My favorite stupid comments are the ones from people who keep insisting that everyone follow the commandments, while apparently having little notion of what the commandments actually say. For example, some respondents said that we don’t even need all ten commandments, just the one about loving one another, or the one about following the Golden Rule — neither of which is actually part of the Ten Commandments. You know the country is in trouble when a heathen like me knows more about the Bible than some of its most vocal advocates.

The self-delusion of some of these people is astounding. In the same paragraph, they insist that everyone should be required by law to live by the Ten Commandments, and then claim that they would never think of telling anyone what religion to follow. How can you push the tenets of your religion on someone while claiming you don’t believe in pushing the tenets of your religion on people? I suspect these are the same people who believe that everyone can agree on the Ten Commandments, because all religions use them. Wrong. Perhaps the problem is that by “all religions,” they mean “all Protestant denominations.”

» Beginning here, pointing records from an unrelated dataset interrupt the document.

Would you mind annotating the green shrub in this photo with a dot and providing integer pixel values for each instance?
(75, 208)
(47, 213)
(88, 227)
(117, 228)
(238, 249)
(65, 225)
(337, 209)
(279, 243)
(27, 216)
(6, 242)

They all seem to accept as a given that the Ten Commandments means the Protestant version; I’m not even sure they realize that we Catholics have a different list. And do they not understand that the nation’s population also incudes Jews, Hindus, Muslims, Wiccans, Buddhists, Neo-Druids, Sikhs, Taoists, atheists, agnostics, and more? They see no problem with forcing all of those people to accept the basic teachings of their own Christian faith. Such self-righteous arrogance.

Some days I feel so hopeless about the future of this country.